Virabhadrasana especially benefits pregnant women in their second and third trimester, provided they have been attending a frequent yoga class or practicing yoga regularly. However, if pregnant, consult your doctor before doing this yoga posture


  • High blood pressure

  • Diarrhea

  • Knee pain

  • Arthritis

  • Ankle injury

Practice Warrior Pose (Virabhadrasana) only after consulting your doctor if you have experienced any spinal disorders recently or just recovered from a chronic illness.

5. Utkatsana/Chair Pose

Awkward Chair Pose is a standing pose that strengthens your lower body and gives a stretch to your upper back. It is part of Sun Salutations B (Surya Namaskar B) and is often a transitional pose or starting position for other poses.

  • Exercises the spine, hips and chest muscles

  • Helps strengthen the lower back and torso

  • Tones the thigh, ankle, leg and knee muscles

  • Balances the body and brings determination in the mind

Awkward Chair is a standing squat that engages the muscles in your buttocks, hips, and thighs. It also engages your core to stabilize you in the pose and works on developing your balance.

It's considered a functional exercise as you need strength and balance in performing everyday tasks, even for getting in and out of a real chair. It is also a warming pose, which can be helpful in winter.


This pose is not recommended if you have low blood pressure or an injury to your hips, knees, or back.

Traditionally, it is avoided if you have insomnia.

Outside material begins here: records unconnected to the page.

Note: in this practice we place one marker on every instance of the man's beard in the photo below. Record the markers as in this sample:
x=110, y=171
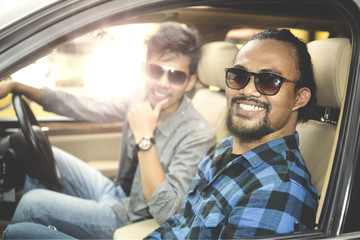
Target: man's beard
x=248, y=134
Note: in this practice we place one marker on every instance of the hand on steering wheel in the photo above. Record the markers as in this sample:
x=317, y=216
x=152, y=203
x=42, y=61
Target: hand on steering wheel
x=41, y=163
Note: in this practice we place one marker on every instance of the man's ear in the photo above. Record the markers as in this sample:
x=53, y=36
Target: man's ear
x=191, y=83
x=302, y=98
x=143, y=69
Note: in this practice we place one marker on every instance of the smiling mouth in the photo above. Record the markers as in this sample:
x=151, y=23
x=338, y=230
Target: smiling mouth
x=250, y=107
x=159, y=95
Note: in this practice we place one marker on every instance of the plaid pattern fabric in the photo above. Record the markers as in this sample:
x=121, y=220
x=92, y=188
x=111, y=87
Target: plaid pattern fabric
x=265, y=191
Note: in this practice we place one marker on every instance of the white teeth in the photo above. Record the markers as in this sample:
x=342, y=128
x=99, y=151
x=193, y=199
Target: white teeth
x=250, y=107
x=160, y=94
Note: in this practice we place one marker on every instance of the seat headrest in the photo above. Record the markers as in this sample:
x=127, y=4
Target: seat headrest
x=331, y=61
x=216, y=56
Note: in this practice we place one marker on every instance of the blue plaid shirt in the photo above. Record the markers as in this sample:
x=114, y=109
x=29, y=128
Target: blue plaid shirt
x=264, y=191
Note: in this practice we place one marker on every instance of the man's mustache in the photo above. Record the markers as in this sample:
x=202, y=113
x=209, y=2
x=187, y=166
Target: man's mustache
x=254, y=100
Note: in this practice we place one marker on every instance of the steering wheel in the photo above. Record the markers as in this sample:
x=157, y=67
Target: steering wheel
x=39, y=163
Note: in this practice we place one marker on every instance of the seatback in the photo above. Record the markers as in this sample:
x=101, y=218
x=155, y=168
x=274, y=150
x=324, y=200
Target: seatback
x=331, y=61
x=210, y=101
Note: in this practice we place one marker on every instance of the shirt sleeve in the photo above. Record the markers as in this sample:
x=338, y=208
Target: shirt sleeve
x=170, y=195
x=271, y=210
x=84, y=108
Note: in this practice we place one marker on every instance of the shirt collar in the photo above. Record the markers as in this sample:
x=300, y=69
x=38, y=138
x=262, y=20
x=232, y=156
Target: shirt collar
x=256, y=156
x=166, y=127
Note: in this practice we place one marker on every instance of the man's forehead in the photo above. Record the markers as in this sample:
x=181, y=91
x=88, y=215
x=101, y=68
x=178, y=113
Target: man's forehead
x=267, y=51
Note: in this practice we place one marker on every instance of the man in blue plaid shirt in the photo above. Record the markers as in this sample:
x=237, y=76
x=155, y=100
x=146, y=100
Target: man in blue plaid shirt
x=255, y=183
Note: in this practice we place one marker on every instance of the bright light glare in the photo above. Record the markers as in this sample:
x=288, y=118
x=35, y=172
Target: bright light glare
x=114, y=66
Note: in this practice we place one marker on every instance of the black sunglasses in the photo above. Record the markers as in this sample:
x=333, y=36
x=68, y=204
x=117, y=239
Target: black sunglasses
x=174, y=76
x=265, y=83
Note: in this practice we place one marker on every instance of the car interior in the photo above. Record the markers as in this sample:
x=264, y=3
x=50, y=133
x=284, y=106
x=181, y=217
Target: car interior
x=330, y=75
x=331, y=57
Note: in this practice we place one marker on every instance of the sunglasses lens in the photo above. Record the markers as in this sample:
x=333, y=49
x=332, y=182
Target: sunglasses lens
x=154, y=71
x=177, y=77
x=268, y=84
x=236, y=78
x=174, y=76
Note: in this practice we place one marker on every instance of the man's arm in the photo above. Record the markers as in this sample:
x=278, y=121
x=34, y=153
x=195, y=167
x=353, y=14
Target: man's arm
x=66, y=104
x=143, y=120
x=271, y=210
x=32, y=93
x=166, y=192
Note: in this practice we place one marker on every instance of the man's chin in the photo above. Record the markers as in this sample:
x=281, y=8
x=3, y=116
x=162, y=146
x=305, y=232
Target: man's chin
x=249, y=132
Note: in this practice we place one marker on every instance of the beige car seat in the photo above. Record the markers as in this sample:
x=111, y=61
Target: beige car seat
x=331, y=61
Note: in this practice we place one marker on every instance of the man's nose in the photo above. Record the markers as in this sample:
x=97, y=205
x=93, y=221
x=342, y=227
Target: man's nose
x=164, y=81
x=250, y=88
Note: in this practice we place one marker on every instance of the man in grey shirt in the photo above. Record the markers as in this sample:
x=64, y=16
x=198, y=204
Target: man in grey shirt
x=164, y=139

If you have balance problems, do this pose near a wall or chair you can touch to stabilize yourself if needed.

6. Trikonasana/Triangle Pose

Triangle Pose (Utthita Trikonasana) is a foundation yoga pose across almost every different style of yoga.

Triangle Pose strengthens the legs and stretches the groin, hamstrings, and hips, and opens the chest and shoulders. It also challenges and improves balance and stability.


  • Strengthens the legs, knees, ankles, arms, and chest.

  • Stretches and opens the hips, groin, pelvis, hamstrings, calves, shoulders, chest, and spine.

  • Tones abdominal muscles.

  • Increases mental and physical equilibrium.

  • Improves digestion.

  • Reduces anxiety, stress, back pain, and sciatica.


  • Migraine.

  • Diarrhea.

  • Neck, spine, or back injuries.

  • Those with high blood pressure may do this pose, but without raising the right arm or left arm overhead, as doing so may further increase blood pressure.